Keep the jokes short and funny. No one wants to read a long joke just to find out it's not that funny. One Liners is the answer. Who has time for long jokes anyway? Life's too short, take in as many as you can. Why waste your memory on long boring jokes? Our jokes are nice and easy to memorize to cheer up your friends or use it as a pick up line at the bar to break the ice. If you want a funny story, you won't find it here, short and funny jokes for a quick funny fix.
Your organic shirt looks great on you, can I touch it?
You're sweating because of those extra Body Thetans. Want to slip into something more comfortable?
Looks like you need some flame in your life.
There's some cabanossi and cheese back at my house with ya name on it.
Hey chef, can I be the sous vide to your sous chef?

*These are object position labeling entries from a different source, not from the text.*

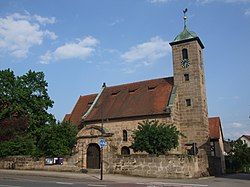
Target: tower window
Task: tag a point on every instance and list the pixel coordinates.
(186, 77)
(184, 54)
(125, 135)
(125, 150)
(188, 102)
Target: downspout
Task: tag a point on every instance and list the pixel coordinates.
(95, 101)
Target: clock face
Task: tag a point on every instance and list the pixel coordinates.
(185, 63)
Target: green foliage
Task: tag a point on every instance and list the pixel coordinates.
(26, 128)
(238, 159)
(19, 146)
(155, 138)
(56, 140)
(25, 96)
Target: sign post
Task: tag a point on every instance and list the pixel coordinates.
(102, 143)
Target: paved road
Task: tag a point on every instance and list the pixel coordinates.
(53, 179)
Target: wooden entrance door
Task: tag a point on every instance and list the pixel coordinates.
(93, 156)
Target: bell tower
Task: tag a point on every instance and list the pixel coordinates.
(187, 50)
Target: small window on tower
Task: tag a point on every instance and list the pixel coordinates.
(188, 102)
(201, 60)
(125, 135)
(186, 77)
(184, 54)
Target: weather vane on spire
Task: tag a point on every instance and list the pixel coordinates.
(185, 17)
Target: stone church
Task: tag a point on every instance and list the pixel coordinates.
(114, 112)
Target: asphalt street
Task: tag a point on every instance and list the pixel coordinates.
(13, 178)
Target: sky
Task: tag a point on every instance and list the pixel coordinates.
(79, 44)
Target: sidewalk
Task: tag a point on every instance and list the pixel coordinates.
(89, 177)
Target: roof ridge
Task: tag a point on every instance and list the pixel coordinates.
(125, 84)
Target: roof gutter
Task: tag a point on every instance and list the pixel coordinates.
(171, 100)
(95, 101)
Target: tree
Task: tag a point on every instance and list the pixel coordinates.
(155, 137)
(239, 156)
(26, 128)
(25, 97)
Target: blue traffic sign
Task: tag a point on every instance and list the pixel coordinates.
(102, 142)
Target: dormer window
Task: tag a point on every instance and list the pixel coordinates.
(132, 90)
(115, 93)
(188, 102)
(151, 88)
(90, 103)
(186, 77)
(184, 54)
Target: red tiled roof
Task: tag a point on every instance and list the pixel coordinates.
(135, 99)
(82, 105)
(148, 97)
(215, 128)
(67, 117)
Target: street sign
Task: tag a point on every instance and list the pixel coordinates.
(102, 143)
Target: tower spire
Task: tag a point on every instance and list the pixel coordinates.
(185, 18)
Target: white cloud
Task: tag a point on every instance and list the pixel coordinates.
(223, 1)
(44, 20)
(46, 58)
(50, 34)
(18, 33)
(147, 52)
(81, 49)
(247, 12)
(115, 22)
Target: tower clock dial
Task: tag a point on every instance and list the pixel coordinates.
(185, 63)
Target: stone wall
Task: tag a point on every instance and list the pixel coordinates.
(169, 166)
(29, 163)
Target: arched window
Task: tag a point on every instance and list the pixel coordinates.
(125, 135)
(125, 150)
(184, 54)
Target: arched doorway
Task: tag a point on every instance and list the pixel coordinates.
(93, 156)
(125, 150)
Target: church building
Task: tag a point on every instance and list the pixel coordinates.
(114, 112)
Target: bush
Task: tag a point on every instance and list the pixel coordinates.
(18, 146)
(56, 140)
(155, 138)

Do you believe in good chemistry? Because I feel like we’d mix perfectly.
I must need CPR, because you’ve taken my breath away.

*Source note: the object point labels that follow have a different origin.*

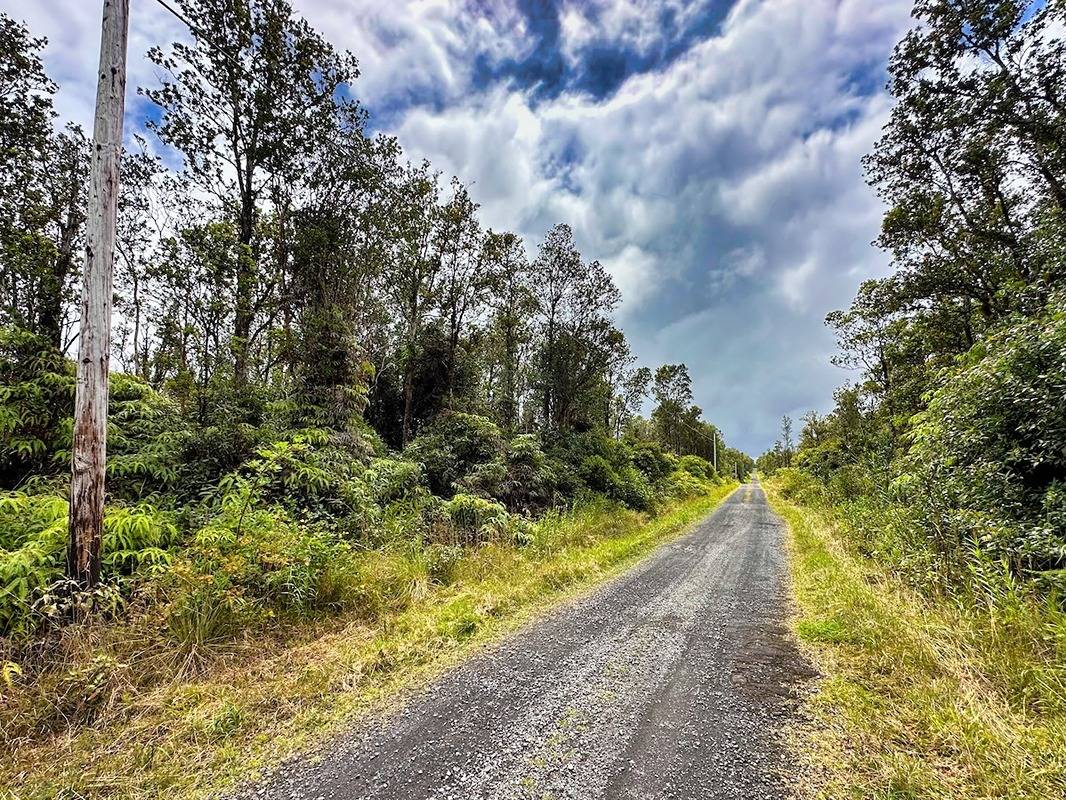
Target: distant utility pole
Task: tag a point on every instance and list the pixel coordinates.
(89, 453)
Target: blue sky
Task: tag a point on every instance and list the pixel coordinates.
(706, 150)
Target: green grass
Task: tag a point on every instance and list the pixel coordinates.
(276, 691)
(921, 698)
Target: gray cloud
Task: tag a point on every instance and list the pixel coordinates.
(723, 190)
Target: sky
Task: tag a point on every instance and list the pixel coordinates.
(708, 152)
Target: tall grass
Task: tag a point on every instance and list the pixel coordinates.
(129, 719)
(923, 696)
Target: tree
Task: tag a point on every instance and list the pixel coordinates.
(413, 269)
(246, 104)
(512, 304)
(464, 277)
(673, 394)
(575, 301)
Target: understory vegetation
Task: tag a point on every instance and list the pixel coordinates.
(351, 431)
(932, 571)
(128, 708)
(922, 697)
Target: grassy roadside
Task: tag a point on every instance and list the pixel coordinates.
(920, 699)
(280, 691)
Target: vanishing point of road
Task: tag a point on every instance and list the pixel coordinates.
(674, 680)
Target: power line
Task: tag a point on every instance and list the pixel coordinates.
(178, 15)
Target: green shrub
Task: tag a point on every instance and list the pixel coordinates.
(988, 457)
(36, 397)
(33, 537)
(452, 446)
(682, 484)
(697, 467)
(652, 461)
(797, 485)
(478, 520)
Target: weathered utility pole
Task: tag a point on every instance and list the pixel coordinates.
(89, 453)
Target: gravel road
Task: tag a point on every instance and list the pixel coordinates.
(672, 681)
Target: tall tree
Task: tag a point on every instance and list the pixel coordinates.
(246, 104)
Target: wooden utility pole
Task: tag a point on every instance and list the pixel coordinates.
(91, 398)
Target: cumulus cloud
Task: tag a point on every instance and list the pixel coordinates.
(715, 171)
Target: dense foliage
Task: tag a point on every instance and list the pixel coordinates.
(332, 376)
(950, 453)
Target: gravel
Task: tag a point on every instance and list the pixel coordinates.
(673, 681)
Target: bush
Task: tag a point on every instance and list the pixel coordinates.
(478, 520)
(681, 484)
(988, 458)
(697, 467)
(33, 536)
(800, 486)
(523, 479)
(452, 446)
(36, 397)
(652, 462)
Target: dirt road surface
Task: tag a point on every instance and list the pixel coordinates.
(674, 680)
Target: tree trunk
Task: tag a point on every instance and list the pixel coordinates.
(89, 451)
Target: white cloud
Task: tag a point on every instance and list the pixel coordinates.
(724, 191)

What did the skeleton say to the vampire? - You suck.
The 'Star Wars' character was nicknamed 'Coffee'. His real name was Java the Cup.

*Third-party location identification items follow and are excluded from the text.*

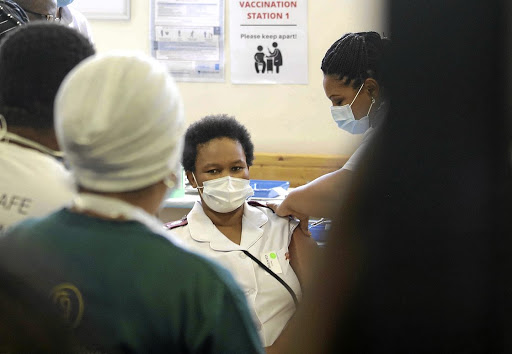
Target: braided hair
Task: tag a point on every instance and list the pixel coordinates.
(355, 57)
(11, 16)
(34, 59)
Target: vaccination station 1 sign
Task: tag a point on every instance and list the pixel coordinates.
(268, 42)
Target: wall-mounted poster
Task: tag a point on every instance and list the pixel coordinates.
(268, 41)
(188, 37)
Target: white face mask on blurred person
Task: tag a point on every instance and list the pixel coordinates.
(225, 194)
(344, 117)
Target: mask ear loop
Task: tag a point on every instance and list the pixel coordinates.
(3, 127)
(369, 109)
(169, 182)
(197, 184)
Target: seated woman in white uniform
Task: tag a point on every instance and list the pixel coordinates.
(225, 227)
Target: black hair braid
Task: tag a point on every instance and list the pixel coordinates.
(355, 57)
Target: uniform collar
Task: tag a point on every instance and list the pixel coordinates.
(202, 229)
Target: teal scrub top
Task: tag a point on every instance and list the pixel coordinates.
(123, 288)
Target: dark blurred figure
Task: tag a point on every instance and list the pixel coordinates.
(419, 261)
(29, 323)
(39, 10)
(34, 59)
(11, 16)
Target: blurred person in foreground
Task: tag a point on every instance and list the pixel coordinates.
(419, 261)
(34, 59)
(120, 282)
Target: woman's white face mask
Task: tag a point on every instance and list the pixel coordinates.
(225, 194)
(344, 117)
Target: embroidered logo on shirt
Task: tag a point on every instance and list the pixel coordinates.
(271, 260)
(69, 302)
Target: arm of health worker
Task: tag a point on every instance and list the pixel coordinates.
(320, 197)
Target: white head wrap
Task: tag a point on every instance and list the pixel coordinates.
(119, 120)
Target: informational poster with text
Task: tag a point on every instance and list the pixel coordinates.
(268, 41)
(188, 37)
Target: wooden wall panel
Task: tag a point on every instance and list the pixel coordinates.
(299, 169)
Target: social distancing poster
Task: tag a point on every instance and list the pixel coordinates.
(268, 42)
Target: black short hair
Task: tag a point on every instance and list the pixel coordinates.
(34, 59)
(212, 127)
(356, 57)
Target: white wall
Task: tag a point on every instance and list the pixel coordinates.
(281, 118)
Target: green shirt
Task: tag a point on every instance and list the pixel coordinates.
(125, 288)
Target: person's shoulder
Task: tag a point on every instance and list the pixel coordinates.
(263, 207)
(30, 227)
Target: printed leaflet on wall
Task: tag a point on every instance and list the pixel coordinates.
(188, 36)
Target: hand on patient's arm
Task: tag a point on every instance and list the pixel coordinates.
(285, 210)
(321, 197)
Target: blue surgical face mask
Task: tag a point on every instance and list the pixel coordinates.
(344, 117)
(62, 3)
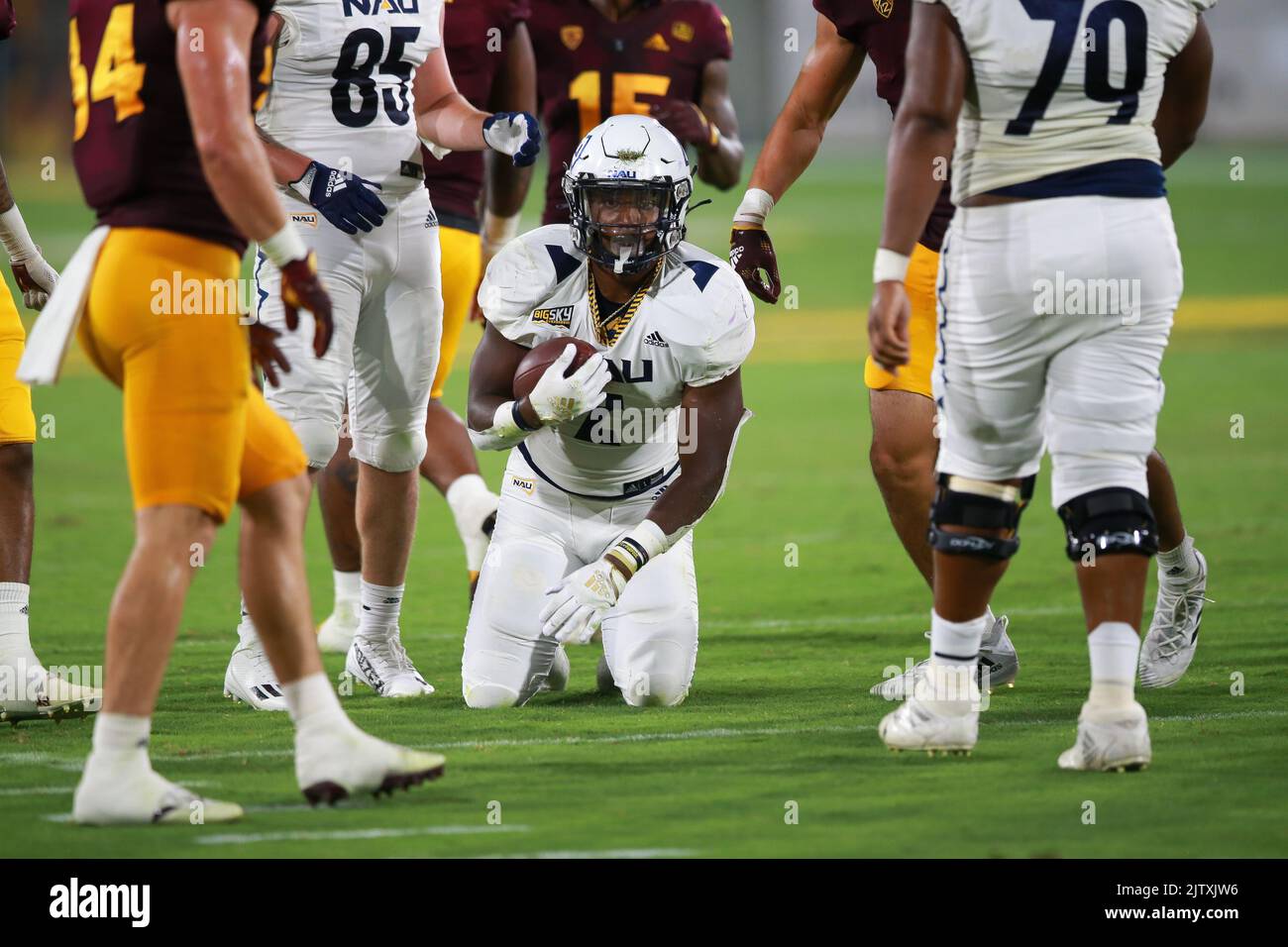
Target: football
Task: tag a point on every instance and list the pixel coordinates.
(540, 359)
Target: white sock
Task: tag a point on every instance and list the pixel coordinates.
(310, 698)
(1179, 565)
(246, 628)
(121, 733)
(1115, 648)
(348, 586)
(471, 502)
(14, 634)
(380, 608)
(953, 655)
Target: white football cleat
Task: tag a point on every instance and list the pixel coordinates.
(604, 682)
(559, 672)
(1173, 631)
(250, 678)
(913, 725)
(119, 789)
(381, 663)
(334, 759)
(34, 686)
(336, 633)
(1109, 738)
(999, 665)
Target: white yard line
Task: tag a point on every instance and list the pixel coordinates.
(712, 733)
(351, 834)
(605, 853)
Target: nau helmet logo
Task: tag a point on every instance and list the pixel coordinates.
(557, 316)
(572, 35)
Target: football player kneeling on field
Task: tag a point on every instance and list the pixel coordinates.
(613, 462)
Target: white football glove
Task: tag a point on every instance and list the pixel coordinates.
(34, 274)
(576, 607)
(515, 134)
(557, 398)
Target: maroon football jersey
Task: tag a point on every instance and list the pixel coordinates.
(881, 29)
(456, 182)
(134, 153)
(590, 68)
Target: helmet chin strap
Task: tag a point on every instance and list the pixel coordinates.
(619, 263)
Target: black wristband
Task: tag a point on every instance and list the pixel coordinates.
(518, 418)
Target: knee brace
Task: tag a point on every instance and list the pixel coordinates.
(978, 505)
(318, 438)
(1115, 519)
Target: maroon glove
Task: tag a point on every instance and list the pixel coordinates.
(751, 252)
(686, 121)
(301, 289)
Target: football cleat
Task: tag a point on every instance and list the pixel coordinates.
(250, 678)
(334, 761)
(1173, 631)
(116, 789)
(913, 725)
(44, 694)
(336, 633)
(1109, 740)
(561, 671)
(381, 663)
(999, 667)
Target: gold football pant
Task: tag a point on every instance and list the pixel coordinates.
(913, 376)
(197, 432)
(462, 270)
(17, 423)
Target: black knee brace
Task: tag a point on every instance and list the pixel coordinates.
(977, 512)
(1113, 519)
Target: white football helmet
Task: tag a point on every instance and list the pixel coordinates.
(627, 187)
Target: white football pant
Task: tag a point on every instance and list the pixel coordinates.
(1081, 380)
(651, 637)
(386, 298)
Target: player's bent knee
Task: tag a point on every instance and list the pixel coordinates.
(1111, 521)
(318, 438)
(980, 510)
(391, 453)
(488, 694)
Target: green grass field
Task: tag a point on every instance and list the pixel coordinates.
(778, 718)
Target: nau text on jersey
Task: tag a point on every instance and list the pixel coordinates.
(557, 316)
(373, 8)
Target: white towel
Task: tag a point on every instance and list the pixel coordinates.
(52, 335)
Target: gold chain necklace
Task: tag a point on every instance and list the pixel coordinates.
(608, 329)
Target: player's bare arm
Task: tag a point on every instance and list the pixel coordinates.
(514, 89)
(716, 410)
(1185, 91)
(922, 142)
(445, 119)
(824, 80)
(217, 88)
(35, 277)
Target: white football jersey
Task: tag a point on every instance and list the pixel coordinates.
(342, 89)
(694, 328)
(1061, 85)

I kept failing to get a job as a butcher because I couldn't just make the cut.
Emojis can't describe the way I feel about you.
You must do hurdles, because it only took you seconds to jump into my heart
your perfection infuriates post modernists
You know they say that you have never really dated, until you have dated a.
There's an incident in my pants, and you're invited.
Let me sauce up your taco meat baby!
Your car is a complete and utter piece of shit, a rolling testament to your poor life choices and lack of taste.
I’ve seen a lot of bartenders, but you’re the only one who could make my heart skip a beat.
Are you a scalpel? Because you’ve got me feeling cut open and exposed.